Getting into WBC takes a real effort

Norman Chad The Spokesman-Review

When Abner Doubleday was sitting in Elihu Phinney’s cow pasture in Cooperstown, N.Y., in 1839, I doubt he ever envisioned the World Baseball Classic. Then again, he may never have even envisioned baseball.

(Of course, Doubleday was credited with inventing the game for years, despite considerable evidence to the contrary. Baseball historians now trace the origin of baseball to 1825; I believe it goes back to a much earlier time. For instance, when Christopher Columbus “discovered” the New World in 1492, after he checked in to an overpriced bed-and-breakfast, he reportedly showed up in the third inning of a 7:35 p.m. baseball game that evening at Plymouth Rock Field, blaming traffic for being late.)

When I have been sitting on my sofa from the 1960s until the present moment, I never envisioned watching the World Baseball Classic.

But as we have found out time and again – “The Tyra Banks Show” being the latest example – sooner or later, they put anything on TV.

Should we be interested in the World Baseball Classic? Yes, we should.

Are we interested in the World Baseball Classic? No, we’re not.

And why not? Because …

I CAN’T BELIEVE THEY MANAGED TO CRAM ANOTHER MEGA-EVENT ONTO THE SPORTS CALENDAR!

How much are we supposed to pay attention to at one time? I’ll sleepily toggle between “The O’Reilly Factor” and “Hardball With Chris Matthews,” but this is getting ridiculous.

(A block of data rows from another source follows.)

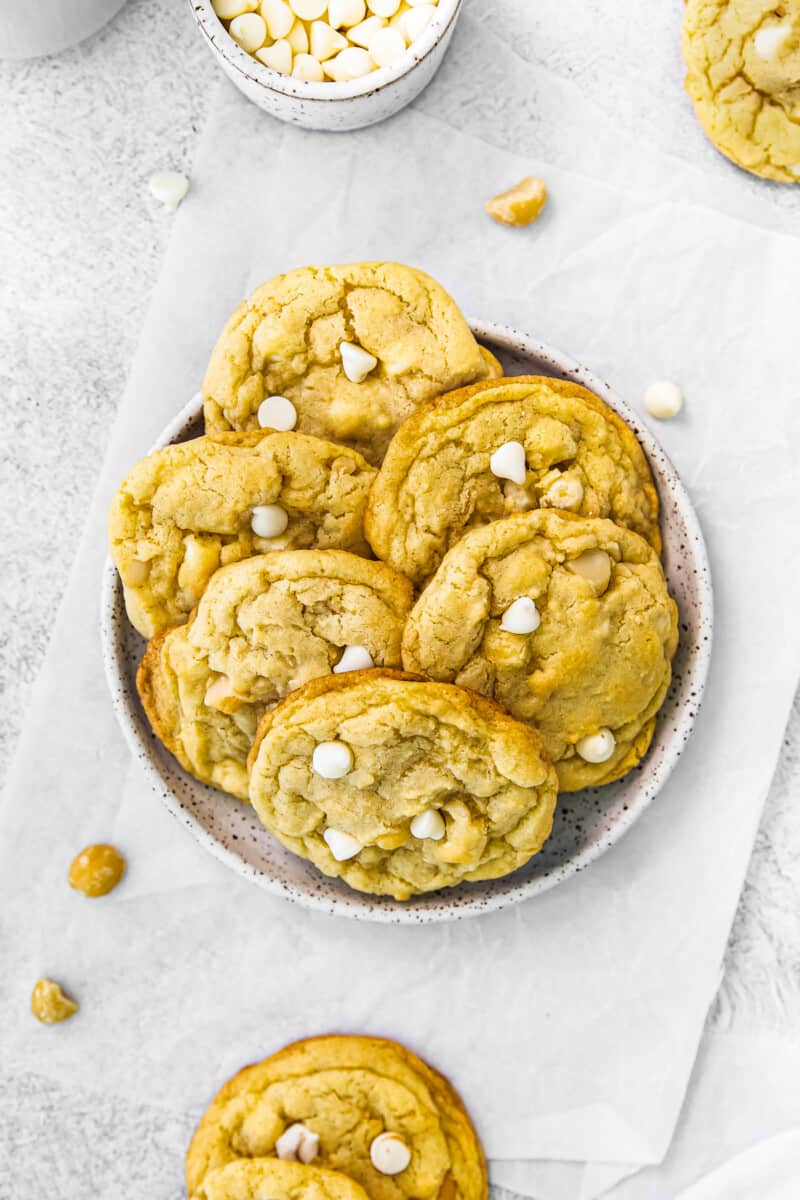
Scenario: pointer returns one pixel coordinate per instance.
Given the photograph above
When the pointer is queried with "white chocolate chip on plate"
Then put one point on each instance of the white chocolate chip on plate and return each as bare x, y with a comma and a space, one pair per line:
509, 462
277, 413
390, 1153
298, 1144
344, 13
596, 747
277, 57
307, 67
663, 400
331, 760
356, 363
269, 520
354, 658
564, 493
248, 31
341, 845
428, 823
521, 617
169, 187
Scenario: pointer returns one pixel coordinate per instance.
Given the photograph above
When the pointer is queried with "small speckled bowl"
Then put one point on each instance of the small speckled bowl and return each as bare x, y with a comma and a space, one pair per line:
332, 106
587, 823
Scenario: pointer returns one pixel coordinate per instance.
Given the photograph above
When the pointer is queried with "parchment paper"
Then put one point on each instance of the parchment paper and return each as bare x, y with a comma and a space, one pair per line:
570, 1024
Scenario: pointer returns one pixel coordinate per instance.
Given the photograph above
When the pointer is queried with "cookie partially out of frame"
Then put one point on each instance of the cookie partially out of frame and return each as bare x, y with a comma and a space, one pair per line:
398, 785
191, 508
263, 628
347, 1092
287, 339
499, 448
564, 621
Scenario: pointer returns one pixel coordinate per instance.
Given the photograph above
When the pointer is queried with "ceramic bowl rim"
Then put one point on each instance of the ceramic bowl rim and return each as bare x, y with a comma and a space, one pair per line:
362, 907
254, 72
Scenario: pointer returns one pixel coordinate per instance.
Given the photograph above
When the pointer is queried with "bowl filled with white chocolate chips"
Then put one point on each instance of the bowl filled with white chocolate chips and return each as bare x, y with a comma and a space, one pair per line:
329, 64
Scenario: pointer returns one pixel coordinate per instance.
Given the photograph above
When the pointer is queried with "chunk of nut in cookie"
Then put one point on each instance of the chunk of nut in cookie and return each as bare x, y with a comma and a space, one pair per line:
521, 204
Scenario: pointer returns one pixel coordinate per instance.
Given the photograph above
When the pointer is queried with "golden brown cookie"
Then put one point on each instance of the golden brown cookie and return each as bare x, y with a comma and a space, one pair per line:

At the moment, I’m trying to follow March Madness, exhibition baseball, the NBA, the NFL, the PGA, the PBA, NASCAR, Formula One racing, arena football, the road to the Kentucky Derby, the Iditarod, the Hasim Rahman-James Toney heavyweight title fight, the Southern California Regional Division III girls basketball playoffs, MLS roster cuts, just a tad of tennis and the World Poker Tour.

Like I’ve got room in my mental Rolodex for Korea-Chinese Taipei partial scores?

Two expressions – one that you hear on the TV ads and one that you don’t – come to mind in regard to the inaugural WBC:

“I’ll be there for my country, will you be there for yours?”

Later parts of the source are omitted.